Of course, this is an ever-evolving process. Just because you define yourself now doesn’t mean this is all you will ever be; but it’s important to have a strong foundation upon which to build. Brainstorm. Ask yourself, who am I right now? What makes me who am I at this moment in time? This isn’t about the individual projects that you have been involved in, or the latest publication you are working on – whilst these things all contribute to identity, in this exercise they are superfluous. Strip yourself right back and take a good look at your core self.
#2. Know how you want to be perceived: think branding
The next step is to know how you want to be defined by others, and exactly how you want colleagues, friends, professionals, future employers to see you. Essentially this is about branding yourself.
Here are a pointers to help you along:
- Remember that on LinkedIn your professional headline does not need to be your job title. Personally, I have chosen to identify myself as a Digital Marketer, Creative and Thinker. This works for me and is how I want people to see me right now, at this point in time.
- Quality is everything. Choose a strong professional headshot/a good quality, high res image that shows you in your best light. If using for professional channel such as LinkedIn, don’t use a photo of you sitting in your kitchen, or having a good night out! The same principle goes for all other photos/images: quality, quality, quality.
- Make sure that all associated publicly available content reflects the image that you want people to have of you. We’ve all got that dodgy photo of ourselves in a slightly worse than wear condition, but do you want the world to see it? Probably not. Make sure you have all of your privacy settings set accordingly!
- Consistency is key. If you want people to have a clear image of you & find you easily online, use similar images, key words etc. That way whether people find you on Twitter, LinkedIn, Instagram or your blog, they’ll know who you are at first sight.

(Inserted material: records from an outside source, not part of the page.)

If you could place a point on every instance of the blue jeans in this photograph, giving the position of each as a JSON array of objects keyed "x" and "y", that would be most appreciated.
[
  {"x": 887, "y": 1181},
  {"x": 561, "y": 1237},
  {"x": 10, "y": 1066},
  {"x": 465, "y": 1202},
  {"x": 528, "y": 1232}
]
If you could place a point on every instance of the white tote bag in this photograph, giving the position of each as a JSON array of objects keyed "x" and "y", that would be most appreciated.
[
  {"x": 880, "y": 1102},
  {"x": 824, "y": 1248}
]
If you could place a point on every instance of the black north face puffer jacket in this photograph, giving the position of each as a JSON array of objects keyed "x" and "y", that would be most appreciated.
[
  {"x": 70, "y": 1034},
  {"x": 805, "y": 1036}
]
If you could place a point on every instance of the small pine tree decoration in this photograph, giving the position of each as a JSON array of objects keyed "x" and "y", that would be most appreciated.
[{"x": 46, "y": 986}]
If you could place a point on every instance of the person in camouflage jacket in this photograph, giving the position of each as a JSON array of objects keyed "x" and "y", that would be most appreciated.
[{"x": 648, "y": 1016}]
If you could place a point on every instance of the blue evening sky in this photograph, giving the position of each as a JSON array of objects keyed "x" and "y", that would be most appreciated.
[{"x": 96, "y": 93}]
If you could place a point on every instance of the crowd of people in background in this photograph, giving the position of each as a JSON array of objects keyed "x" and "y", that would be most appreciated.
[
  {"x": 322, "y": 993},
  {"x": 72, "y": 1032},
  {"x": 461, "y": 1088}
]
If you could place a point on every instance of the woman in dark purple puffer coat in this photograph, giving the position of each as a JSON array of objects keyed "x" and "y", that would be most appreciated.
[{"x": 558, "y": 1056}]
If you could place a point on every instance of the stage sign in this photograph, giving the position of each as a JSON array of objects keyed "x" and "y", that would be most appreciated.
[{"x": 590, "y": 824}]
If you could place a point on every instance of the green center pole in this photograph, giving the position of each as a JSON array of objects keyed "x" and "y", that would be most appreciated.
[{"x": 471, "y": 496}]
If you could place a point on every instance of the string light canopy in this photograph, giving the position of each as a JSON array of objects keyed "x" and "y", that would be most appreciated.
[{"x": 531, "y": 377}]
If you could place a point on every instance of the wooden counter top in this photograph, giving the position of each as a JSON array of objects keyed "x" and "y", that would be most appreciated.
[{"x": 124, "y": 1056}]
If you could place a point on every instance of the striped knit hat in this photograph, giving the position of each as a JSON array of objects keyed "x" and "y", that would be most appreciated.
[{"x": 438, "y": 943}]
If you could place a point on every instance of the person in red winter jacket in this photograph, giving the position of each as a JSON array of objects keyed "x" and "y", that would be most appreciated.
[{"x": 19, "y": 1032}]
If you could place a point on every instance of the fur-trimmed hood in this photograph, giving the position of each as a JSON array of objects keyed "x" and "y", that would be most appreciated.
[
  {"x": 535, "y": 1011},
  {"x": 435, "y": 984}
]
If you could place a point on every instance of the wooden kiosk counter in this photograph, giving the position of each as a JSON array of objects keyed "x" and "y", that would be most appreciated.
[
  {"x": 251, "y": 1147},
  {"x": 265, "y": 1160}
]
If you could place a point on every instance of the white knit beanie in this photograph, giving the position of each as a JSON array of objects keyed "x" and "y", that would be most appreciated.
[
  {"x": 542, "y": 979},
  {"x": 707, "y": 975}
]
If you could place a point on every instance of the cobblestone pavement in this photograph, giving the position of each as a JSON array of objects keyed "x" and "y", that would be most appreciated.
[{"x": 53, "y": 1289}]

#3. Understand the channel and know why you’re there
There is absolutely no point in opening accounts for the sake of it. If you’re going to be on Twitter, find out what it is, how it works, and think strategically about how it could benefit you. Think about which channels might be more beneficial. If you’re a photographer or the owner of a hair salon for example, Instagram would be a must. If you’re an academic, you might prefer Twitter. To help you get started, here are a few key things to note:
- Once you’ve got your nice profile photos and cover pics sorted, take a look at your profile descriptions. Remember what you decided re. your product and branding & choose carefully what you’re going to tweet/post/blog about (I would say no more than three related topics) and use your description to clearly tell the world. Feel free to add personality – people want to know that you’re a real human being, but keep it short and concise.
- Cross link if you have other relevant channels!
- Start building an engaged network: once you’ve decided what you’ll be shouting about, start searching for other people who are interested in the same thing. Where possible, use hashtags to draw them in. Beware of bots and make sure to do a clear out every now and again – check who’s still following you and if they’re not providing you with interesting/relevant content, knock them off the list. Don’t be afraid to engage with others and give opinions.
- Post regularly and keep your account active otherwise you’ll soon find your followers are dropping like flies.
- Be selective. Do you really need your entire CV listed on LinkedIn? If you tweet about 50 different topics will people understand what you’re about? Again, think about those public FB photos. Who are you networking with? Do you need 500+ connections on LinkedIn?
- Know where the line is: having opinions is a good thing, but understand that what you say on social media is public and so it’s important to know the boundaries. If you’re ever concerned about your relationship with your employer, one easy option is to put ‘Views own’ on your profile description – easy peasy.
- Don’t despair if at first you feel like you’re shouting into a giant black hole. Building your network takes time as does getting a feel for each channel and the type of content that works.